Cynthia Ukawu
Cynthia is a Machine Learning Engineer, where she serves as head architect and developer for a DARPA-funded ML analysis platform. The platform analyzes LLM embeddings using topology as the underlying mathematical framework, enabling researchers to study language model behavior at scale.
Beyond the core platform, she builds production APIs for vision-language models and text-to-speech systems, bringing cutting-edge AI research into operational deployment.
With an MS in Applied & Computational Mathematics from Johns Hopkins and prior experience at General Atomics-CCRi and Arity (geospatial ML at scale), she combines deep mathematical foundations with practical engineering expertise in PyTorch, AWS, and distributed systems.
She has mentored over 30 students through programs at The Coding School, Masterschool, and Springboard, helping them transition into data and ML roles. She also writes about ML systems on her blog: cynscode.com
Session
Have you ever been frustrated when an LLM generates outdated or deprecated code? It's more common than you'd think. LLMs are trained up to a certain point, but software keeps moving forward. Functions get deprecated, new versions drop, APIs change, old patterns get replaced, and your model has no idea any of it happened.
RAG, or Retrieval-Augmented Generation, is the fix. Instead of relying solely on what a model learned during training, RAG lets you supply it with current, curated information at the moment it generates a response.
In this 4-hour, hands-on workshop, you'll build a RAG-powered SciPy coding assistant from the ground up. Here's what that looks like in practice:
RAG Fundamentals: You'll start by getting familiar with the core ideas behind RAG: what embeddings are (numerical representations of text that capture meaning), how vector similarity works, and how ChromaDB (a lightweight vector database) stores and retrieves that information.
Building the Knowledge Base: From there, you'll build the SciPy knowledge base itself. That means scraping SciPy's documentation, chunking it into digestible pieces, and processing it in a way that's aware of code structure, not just plain text.

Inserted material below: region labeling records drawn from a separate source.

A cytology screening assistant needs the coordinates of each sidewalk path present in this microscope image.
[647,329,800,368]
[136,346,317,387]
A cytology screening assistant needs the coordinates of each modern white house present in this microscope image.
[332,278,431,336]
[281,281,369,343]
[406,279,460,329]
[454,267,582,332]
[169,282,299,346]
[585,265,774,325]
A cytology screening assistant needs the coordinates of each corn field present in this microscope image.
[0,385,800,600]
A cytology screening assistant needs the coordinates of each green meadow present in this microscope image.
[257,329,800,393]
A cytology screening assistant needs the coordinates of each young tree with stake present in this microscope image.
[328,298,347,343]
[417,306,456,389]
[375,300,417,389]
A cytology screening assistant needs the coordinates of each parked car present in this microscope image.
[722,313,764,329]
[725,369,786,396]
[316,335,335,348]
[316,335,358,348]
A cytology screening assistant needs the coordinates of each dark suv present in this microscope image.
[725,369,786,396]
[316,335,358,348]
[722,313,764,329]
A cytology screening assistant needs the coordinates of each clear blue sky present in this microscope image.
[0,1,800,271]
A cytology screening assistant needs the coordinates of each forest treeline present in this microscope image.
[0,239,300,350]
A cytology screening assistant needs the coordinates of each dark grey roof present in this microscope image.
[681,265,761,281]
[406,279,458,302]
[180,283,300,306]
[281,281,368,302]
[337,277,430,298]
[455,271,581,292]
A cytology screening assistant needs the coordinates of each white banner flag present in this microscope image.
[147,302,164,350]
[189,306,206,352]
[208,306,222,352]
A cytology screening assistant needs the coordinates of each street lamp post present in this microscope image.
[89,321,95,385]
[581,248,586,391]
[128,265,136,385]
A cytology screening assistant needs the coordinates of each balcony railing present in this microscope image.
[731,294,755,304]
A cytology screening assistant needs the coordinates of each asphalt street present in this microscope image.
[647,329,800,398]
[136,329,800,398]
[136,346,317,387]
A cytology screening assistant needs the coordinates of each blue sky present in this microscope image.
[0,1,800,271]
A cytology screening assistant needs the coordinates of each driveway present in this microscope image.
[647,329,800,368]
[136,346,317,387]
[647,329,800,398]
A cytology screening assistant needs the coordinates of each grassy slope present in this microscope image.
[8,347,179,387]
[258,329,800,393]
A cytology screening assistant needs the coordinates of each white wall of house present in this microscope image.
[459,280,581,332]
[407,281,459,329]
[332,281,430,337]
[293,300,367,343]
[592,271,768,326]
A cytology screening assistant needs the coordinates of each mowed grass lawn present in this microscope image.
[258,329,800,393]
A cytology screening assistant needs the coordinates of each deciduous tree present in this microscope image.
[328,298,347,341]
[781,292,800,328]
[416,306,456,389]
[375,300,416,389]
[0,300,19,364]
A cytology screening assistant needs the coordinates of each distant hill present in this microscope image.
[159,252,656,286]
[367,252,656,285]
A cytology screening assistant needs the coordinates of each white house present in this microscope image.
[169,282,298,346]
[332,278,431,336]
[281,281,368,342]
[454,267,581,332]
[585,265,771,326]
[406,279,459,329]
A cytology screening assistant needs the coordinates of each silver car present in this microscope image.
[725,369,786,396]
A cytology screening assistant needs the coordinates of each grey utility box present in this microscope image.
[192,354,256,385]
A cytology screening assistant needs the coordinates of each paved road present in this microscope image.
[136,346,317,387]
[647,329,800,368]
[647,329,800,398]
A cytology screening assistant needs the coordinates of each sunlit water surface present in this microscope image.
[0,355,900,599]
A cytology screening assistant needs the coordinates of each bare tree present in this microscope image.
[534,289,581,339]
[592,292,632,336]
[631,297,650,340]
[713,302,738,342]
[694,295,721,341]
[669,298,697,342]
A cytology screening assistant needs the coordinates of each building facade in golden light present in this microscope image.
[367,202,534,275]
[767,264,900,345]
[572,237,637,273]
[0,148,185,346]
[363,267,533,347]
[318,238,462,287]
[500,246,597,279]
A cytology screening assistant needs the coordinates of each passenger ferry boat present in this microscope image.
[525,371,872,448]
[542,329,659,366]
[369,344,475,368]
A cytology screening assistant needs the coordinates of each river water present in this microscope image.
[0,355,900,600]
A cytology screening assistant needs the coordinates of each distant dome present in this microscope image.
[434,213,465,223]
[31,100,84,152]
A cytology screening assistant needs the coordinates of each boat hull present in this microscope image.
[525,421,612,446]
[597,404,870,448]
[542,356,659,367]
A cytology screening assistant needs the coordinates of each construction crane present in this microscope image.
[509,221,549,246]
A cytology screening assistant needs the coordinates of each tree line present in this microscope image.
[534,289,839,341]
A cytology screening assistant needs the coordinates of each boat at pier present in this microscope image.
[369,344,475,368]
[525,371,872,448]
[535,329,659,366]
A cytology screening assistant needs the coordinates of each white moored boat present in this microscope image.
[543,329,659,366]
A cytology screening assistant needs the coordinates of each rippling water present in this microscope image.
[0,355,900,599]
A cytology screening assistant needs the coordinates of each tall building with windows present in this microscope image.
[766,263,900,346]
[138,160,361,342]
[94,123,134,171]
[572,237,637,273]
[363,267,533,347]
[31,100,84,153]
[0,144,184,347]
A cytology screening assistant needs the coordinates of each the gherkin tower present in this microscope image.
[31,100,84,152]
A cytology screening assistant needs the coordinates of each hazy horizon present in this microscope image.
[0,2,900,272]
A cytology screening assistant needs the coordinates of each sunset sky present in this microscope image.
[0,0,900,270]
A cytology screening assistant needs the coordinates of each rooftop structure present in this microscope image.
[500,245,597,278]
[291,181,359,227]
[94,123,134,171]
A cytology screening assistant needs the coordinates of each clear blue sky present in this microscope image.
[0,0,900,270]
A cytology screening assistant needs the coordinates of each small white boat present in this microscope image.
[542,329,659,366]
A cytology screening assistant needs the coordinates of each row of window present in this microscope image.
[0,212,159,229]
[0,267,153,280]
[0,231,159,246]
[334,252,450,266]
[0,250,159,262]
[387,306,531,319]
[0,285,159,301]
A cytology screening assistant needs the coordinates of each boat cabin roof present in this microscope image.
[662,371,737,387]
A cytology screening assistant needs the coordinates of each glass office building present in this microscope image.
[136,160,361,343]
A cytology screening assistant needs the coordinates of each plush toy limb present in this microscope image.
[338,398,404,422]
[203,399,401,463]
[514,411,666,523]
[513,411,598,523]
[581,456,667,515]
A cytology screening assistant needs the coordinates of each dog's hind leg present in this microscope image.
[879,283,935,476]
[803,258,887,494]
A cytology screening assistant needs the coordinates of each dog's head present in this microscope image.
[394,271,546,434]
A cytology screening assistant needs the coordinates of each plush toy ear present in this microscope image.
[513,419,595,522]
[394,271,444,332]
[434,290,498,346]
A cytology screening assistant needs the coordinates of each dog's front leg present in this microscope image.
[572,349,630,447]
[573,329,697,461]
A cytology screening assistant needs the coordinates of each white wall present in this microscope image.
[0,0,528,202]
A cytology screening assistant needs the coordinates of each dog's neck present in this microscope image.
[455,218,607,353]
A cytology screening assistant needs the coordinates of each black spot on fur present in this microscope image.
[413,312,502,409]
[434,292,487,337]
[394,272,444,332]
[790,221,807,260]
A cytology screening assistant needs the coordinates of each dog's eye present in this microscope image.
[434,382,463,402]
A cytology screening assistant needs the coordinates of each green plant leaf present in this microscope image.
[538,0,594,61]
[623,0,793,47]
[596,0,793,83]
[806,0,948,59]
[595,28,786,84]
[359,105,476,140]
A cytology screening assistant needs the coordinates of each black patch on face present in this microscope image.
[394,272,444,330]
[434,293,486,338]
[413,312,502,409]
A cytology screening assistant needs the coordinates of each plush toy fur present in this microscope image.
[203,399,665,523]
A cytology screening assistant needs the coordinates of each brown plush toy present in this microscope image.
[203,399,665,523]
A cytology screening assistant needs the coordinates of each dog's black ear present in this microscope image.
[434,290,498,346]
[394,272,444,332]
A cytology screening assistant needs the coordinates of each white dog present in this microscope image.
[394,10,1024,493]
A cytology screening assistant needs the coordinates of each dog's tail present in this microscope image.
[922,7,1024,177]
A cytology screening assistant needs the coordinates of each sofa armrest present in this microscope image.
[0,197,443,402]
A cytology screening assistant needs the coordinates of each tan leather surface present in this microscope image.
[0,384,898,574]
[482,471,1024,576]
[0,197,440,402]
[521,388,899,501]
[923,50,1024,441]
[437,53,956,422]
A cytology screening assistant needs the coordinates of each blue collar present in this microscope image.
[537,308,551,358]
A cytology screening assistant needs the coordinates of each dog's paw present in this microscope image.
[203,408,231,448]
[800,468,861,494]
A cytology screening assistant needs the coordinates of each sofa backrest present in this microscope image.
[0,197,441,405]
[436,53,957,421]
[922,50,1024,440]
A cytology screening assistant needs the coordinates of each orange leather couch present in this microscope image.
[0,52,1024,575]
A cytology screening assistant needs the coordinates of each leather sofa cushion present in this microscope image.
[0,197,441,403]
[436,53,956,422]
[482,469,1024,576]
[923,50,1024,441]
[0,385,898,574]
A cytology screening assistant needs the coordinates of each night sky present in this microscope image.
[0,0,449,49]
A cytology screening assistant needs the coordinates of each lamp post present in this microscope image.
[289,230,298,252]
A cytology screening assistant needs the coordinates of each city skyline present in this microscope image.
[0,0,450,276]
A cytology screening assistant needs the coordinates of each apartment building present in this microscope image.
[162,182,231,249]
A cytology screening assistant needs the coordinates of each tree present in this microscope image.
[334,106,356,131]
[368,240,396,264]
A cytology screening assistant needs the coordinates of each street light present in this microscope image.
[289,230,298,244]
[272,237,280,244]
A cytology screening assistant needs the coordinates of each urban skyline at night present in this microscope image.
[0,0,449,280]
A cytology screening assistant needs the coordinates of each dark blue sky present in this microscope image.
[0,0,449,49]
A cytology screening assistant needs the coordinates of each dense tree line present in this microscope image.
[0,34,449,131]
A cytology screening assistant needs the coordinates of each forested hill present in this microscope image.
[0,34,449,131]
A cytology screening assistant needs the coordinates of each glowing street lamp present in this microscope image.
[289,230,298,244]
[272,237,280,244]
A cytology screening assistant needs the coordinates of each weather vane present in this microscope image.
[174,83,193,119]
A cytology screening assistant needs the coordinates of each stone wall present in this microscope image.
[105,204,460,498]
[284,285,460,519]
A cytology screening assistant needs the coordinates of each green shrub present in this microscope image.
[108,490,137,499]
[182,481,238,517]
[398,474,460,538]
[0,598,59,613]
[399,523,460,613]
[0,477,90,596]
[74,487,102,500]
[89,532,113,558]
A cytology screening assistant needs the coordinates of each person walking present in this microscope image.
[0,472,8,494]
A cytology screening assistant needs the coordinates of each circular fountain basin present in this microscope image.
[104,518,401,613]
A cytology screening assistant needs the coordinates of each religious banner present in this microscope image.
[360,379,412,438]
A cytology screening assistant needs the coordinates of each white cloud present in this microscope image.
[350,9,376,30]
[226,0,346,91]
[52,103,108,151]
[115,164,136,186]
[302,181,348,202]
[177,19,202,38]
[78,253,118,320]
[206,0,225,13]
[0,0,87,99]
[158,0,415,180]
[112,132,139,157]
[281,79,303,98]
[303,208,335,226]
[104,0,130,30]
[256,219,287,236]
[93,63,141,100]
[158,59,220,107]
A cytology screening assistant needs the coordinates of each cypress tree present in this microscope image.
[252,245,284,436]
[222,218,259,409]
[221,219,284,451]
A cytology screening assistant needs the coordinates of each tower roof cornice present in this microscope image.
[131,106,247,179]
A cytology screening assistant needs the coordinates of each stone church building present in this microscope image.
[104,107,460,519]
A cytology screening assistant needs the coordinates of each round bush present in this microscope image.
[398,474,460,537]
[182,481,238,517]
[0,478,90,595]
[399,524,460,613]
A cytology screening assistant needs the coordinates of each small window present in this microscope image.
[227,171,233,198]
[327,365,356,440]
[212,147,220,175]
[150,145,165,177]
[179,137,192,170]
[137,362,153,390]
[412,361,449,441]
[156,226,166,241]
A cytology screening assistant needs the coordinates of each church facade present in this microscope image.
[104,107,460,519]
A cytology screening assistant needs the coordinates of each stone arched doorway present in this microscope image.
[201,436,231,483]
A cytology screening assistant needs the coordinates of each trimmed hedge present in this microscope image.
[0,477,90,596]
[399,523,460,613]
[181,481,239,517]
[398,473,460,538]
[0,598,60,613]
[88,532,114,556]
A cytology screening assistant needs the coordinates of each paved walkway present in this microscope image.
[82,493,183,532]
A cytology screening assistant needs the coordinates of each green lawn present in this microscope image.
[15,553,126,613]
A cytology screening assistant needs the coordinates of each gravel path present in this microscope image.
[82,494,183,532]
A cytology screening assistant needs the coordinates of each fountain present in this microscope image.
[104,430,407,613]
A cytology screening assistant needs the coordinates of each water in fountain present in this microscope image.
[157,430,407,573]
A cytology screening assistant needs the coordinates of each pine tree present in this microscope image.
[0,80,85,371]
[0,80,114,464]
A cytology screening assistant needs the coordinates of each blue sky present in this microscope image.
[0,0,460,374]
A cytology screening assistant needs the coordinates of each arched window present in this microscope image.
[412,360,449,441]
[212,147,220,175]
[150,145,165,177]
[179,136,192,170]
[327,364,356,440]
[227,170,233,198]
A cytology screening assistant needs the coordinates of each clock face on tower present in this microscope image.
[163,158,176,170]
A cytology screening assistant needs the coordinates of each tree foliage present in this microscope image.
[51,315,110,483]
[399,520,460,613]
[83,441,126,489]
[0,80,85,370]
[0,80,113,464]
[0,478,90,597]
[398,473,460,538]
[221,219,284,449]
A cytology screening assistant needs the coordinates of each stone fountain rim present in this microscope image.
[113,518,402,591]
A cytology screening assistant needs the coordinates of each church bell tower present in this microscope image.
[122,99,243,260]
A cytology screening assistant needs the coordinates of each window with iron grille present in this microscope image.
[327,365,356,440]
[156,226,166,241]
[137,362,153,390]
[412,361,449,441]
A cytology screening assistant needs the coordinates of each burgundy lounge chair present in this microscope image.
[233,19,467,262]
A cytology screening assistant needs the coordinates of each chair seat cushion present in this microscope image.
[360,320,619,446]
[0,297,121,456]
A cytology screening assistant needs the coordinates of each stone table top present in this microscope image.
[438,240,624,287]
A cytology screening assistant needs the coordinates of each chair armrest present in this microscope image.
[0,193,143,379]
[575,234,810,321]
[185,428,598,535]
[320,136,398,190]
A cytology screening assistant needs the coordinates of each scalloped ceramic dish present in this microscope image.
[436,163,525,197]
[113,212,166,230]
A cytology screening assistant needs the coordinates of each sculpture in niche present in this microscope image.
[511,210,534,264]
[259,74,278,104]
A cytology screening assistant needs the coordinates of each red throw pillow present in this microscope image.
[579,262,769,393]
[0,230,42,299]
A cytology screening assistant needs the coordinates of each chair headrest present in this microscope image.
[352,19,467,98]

Wiring Up the Pipeline: Once the knowledge base is ready, you'll wire up the full pipeline: querying it intelligently, engineering prompts that produce reliable code, and integrating with both OpenAI and Ollama (a tool for running models locally) so you're not locked into one provider.
Evaluation and Deployment: Finally, you'll wrap everything up by evaluating your system using real retrieval and generation metrics, and deploying a Gradio web app, a simple tool for building interactive UIs in Python, so your assistant is actually usable by people who aren't staring at a Jupyter notebook.
By the end, you'll have a working SciPy assistant and, more importantly, a solid understanding of every moving part inside it.